Cecil Taylor – The Complete, Legendary, Live Return Concert

Writing in The New York Times in September of 1973, under the reductive heading “Pop,” famed music critic Robert Palmer drew a parallel between the great Cecil Taylor’s return to the stage after a five-year absence and novelist William Burroughs. Both utilized “reiterative motifs,” explained Palmer. In Taylor’s concert recording, we can hear these ideas presented and developed over the course of two powerfully stirring hours.

“Burroughs … describes his own objectives as ‘direct recording of certain areas of psychic process,’ wrote Palmer. “This description is applicable to Taylor, who would doubtless agree with Burroughs’s insistence that he is not an entertainer. But while Burroughs’s writing often concerns itself with processes of stagnation and entropy, Taylor’s music deals with the creation of energy and with motion.”

Energy is a word often associated with Taylor’s work, for obvious reasons. As an artist, he was a force of nature. Not alone in his insistent envelope pushing, but certainly his work places him in a very small group of genuine innovators. Palmer’s reference to “motion” is equally important though. Because his work always progressed, it always took listeners on a journey,. Even if most of the stops along the way existed above the heads of a great majority of us.

This recording marked Taylor’s return to the stage after a five-year break. He’s joined at The Town Hall in New York City by Cecil Taylor Unit players Jimmy Lyons on alto saxophone and Andrew Cyrille on percussion, along with bassist Sirone. Its second half – “Spring of Two Blue-J’s” – was warmly received at the time. released on Taylor’s Unit Core label. The Village Voice rated it “Record of the Year.” This was more than just a return to the stage, wrote the paper’s Gary Giddins. It marked “an end to [Taylor’s] marginalization, and the evidence of a maturity.”

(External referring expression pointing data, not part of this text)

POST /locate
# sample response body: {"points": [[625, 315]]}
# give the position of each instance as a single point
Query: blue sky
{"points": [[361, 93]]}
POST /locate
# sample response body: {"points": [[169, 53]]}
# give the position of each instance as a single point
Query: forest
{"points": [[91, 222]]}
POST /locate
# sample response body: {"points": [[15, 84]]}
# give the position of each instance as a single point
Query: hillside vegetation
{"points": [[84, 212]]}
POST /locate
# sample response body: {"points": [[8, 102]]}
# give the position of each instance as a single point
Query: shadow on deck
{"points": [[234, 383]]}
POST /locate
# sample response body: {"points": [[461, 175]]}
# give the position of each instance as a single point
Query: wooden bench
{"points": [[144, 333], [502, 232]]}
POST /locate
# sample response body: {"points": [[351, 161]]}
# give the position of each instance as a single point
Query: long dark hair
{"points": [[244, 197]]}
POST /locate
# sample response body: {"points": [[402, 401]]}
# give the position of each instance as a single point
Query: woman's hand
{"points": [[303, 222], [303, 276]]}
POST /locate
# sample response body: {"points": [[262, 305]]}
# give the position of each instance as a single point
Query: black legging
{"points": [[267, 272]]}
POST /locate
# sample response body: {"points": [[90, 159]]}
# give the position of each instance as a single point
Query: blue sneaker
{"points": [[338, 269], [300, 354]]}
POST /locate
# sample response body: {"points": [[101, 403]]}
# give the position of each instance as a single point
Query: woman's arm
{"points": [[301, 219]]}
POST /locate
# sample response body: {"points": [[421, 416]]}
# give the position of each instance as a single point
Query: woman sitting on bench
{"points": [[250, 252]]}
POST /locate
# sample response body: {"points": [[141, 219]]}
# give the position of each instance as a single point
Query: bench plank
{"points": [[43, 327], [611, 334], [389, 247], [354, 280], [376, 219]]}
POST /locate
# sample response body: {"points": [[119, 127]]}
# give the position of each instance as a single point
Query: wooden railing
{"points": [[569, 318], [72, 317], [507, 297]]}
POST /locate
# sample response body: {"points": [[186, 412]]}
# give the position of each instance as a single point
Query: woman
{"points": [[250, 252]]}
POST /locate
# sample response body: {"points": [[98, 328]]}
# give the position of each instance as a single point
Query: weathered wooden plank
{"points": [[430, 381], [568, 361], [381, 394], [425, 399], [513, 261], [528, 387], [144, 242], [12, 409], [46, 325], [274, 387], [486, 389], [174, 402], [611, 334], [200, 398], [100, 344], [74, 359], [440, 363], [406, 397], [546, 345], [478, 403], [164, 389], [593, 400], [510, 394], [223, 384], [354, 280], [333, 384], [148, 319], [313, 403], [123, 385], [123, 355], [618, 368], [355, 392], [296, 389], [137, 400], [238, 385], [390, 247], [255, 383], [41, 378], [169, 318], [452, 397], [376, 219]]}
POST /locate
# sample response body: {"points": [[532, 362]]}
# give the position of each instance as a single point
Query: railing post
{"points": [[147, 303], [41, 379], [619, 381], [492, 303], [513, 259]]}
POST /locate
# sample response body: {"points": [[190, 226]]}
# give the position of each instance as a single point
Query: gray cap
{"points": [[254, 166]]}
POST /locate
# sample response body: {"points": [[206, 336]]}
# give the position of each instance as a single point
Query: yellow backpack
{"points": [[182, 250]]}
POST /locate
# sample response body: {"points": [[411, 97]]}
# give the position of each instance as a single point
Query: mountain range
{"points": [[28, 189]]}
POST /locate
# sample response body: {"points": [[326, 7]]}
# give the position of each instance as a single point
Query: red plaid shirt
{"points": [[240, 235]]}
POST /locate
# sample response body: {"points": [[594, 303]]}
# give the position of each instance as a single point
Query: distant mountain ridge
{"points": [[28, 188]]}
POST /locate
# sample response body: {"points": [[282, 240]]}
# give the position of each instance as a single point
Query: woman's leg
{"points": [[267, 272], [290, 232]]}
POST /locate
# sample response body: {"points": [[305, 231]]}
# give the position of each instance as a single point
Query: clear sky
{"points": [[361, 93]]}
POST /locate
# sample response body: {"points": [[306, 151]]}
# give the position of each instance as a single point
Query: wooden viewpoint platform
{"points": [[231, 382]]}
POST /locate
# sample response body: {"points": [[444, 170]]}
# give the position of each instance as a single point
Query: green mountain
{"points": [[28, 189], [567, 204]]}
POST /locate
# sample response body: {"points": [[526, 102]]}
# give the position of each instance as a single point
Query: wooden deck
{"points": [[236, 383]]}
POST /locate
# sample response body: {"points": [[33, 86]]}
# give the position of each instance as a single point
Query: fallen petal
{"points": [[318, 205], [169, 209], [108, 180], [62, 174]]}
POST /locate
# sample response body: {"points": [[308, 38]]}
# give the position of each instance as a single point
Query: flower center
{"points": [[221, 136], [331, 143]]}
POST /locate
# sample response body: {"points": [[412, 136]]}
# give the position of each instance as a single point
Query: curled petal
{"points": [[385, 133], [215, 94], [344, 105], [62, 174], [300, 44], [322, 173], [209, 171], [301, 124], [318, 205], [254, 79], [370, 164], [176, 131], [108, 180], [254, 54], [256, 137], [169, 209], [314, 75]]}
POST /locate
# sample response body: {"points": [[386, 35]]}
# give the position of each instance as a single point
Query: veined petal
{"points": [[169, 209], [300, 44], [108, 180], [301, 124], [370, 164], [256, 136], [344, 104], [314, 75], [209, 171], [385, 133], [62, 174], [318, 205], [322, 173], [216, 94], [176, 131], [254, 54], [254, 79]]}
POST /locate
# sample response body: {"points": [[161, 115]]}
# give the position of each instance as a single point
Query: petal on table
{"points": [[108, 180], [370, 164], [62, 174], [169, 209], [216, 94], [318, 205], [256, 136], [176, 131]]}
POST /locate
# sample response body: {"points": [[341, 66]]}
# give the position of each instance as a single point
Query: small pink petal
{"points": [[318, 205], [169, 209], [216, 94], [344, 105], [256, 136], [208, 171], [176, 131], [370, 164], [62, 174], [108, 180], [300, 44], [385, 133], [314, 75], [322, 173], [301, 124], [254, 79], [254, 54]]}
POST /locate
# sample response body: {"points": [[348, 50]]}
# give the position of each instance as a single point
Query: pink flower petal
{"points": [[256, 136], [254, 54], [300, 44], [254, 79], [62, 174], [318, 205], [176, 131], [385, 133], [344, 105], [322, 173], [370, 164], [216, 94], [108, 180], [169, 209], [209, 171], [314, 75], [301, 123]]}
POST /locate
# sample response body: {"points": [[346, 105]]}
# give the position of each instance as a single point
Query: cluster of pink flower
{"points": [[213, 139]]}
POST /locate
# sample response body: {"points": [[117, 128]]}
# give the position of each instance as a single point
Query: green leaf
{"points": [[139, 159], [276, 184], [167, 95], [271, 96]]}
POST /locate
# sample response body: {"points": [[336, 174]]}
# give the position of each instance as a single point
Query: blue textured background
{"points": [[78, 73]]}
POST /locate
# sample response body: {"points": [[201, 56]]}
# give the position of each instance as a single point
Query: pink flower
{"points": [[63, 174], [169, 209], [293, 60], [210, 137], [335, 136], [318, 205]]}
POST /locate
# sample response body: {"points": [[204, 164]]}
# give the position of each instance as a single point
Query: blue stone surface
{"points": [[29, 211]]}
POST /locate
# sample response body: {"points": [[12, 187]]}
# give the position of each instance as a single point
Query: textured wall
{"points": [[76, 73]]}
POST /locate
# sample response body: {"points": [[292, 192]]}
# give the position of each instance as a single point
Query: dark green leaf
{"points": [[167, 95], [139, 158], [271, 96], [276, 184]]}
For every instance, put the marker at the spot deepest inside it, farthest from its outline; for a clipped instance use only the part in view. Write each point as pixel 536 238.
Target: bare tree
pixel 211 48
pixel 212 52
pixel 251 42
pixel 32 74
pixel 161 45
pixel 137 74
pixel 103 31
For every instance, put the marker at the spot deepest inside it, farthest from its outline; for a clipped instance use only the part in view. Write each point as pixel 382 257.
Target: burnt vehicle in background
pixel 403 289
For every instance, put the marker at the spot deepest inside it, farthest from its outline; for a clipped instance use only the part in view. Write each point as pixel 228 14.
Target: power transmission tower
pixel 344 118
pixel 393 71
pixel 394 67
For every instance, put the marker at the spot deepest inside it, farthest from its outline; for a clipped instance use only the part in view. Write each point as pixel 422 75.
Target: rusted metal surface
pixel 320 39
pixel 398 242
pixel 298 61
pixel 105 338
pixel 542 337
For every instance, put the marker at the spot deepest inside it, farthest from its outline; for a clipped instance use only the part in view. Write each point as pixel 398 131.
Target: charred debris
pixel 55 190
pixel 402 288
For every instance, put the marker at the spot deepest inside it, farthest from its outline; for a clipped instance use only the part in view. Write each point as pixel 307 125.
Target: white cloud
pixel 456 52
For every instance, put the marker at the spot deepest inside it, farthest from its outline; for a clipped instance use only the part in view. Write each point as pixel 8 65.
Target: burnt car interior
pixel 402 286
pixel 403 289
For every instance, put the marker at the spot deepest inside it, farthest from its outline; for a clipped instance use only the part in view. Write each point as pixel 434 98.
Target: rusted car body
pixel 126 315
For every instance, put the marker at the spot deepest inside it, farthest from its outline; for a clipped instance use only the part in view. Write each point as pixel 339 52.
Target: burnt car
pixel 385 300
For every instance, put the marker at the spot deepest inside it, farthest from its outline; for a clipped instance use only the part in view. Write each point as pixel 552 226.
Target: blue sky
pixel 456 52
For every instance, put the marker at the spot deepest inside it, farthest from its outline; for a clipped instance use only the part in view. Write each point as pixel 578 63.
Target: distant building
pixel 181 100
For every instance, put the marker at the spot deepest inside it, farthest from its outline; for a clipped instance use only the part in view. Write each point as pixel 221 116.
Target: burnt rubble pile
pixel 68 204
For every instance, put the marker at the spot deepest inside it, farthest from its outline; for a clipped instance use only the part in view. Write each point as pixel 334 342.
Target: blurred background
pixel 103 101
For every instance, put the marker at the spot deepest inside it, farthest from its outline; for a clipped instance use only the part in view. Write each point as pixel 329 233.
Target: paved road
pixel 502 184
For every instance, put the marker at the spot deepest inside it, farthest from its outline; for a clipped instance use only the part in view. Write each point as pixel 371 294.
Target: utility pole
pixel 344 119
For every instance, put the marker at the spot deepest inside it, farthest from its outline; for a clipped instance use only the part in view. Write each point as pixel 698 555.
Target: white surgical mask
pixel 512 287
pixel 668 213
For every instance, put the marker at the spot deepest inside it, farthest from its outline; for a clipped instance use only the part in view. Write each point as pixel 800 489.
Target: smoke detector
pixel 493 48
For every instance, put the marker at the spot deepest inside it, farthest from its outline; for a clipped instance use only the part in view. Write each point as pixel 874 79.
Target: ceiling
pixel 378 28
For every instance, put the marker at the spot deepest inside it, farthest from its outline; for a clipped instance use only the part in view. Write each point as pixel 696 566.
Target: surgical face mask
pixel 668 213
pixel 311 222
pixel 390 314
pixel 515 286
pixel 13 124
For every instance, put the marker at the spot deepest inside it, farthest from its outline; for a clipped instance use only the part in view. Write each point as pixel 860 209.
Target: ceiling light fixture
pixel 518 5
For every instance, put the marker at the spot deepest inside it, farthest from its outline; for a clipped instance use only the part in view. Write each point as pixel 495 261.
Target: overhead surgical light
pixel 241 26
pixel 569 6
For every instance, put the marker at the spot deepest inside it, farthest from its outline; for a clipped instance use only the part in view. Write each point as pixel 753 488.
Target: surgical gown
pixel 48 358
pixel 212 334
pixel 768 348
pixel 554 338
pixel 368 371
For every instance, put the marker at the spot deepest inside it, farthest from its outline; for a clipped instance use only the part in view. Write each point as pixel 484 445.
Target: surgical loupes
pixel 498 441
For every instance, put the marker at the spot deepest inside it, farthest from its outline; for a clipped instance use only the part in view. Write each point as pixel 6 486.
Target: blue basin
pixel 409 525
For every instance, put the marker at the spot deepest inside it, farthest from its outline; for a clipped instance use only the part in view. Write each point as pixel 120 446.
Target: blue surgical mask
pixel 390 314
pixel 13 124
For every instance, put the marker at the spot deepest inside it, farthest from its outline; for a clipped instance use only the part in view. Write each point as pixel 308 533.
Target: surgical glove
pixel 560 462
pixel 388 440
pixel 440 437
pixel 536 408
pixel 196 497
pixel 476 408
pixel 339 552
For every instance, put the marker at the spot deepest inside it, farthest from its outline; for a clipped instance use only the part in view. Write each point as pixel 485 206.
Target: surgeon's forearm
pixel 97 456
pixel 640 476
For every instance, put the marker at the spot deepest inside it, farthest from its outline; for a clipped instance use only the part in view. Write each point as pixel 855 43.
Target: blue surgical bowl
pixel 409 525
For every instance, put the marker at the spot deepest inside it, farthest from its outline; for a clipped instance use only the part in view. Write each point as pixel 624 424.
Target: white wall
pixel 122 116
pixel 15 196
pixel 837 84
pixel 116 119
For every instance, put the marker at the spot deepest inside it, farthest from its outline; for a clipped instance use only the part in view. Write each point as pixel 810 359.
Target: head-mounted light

Its opener – “Autumn/Parade” – will be available for the first time in this new digital package next month, from Oblivion Records. It is an 88-minute treasure, an essential Taylor recording not to be dismissed as a post-mortem vault release. Taylor pushes his instrument with complete authority, as does the band around him. Lyons and Cyrille both deliver inspired performances, illustrating how great artists can raise an accompanist’s game.

Finally presented in full, The Live Return Concert is an instant classic, half a century in the making.